I don't quite understand the 4.4 paragraph. Yet. I will try to play with the settings a little maybe i get lucky.
 
I thought i'd better leave alone before i get too deep into meesing things up so i put back the original controller in order to verify everything still works as before.
After reading some more i decided to replace the BBSHD with an older BBSO2 i had as a spare and keep the former on my desk and mess with some more.
It seems like i can't even get the static test to pass even though on my first attempt i got stuck only on the dynamic phase of things.
I'll post a pic of my computer screen maybe someone can give me hint to might be wrong.
I can't make any sense of the blinking led on the PR. It seems like everything is wrong, it starts with 3 blinks two times, than 5 times, than 8 times then 6 times and lasttly one time.
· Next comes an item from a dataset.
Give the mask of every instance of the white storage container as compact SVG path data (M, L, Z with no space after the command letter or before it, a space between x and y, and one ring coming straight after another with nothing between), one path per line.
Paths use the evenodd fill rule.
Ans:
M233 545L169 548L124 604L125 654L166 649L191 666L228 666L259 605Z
I wonder if this means the 3, 5,6 and 8 errors. I could understand error 6 hall sensor fault might have something to do but the rest when i ahven't even strated anything.
I knew this kind of stuff is not for me but i will try to make some sense out of it at least maybe i can learn something.

w2biiRm.jpg
 
Well i reflashed the default parameters XML file and was able to get things going, had to revers the rotation and everything workd fine.
Then i had the malefic inspiration to change the battery voltage, maximum power from2000W to 3000 and max regen to Amps and saved.
Lo and behold nothing works and i get the "controller over voltage" error with a red dot for good measure and cant clear the SOB either by clicking the clear faults tab or recycling the power. Damn,i'm back to square one.
I will try some cheap "Canadian Mist" whisky, maby that will help burn down the house.
 
Well i was able to redo the autotuning and again everything seems to work ok.
Of course not without some 1-6 led flashes on the controller and the yellow dot award VdcHighFLDBK on the PR Suite.
But at least the throttle works, the motor is spinning so the Canadian Mist must've helped at least partially.
I will leave any other battery,power,amps,regen alone on the software and probably will try to find out how to disable the regen and eventually try to learn to fine tune whatever can be tuned with the CA.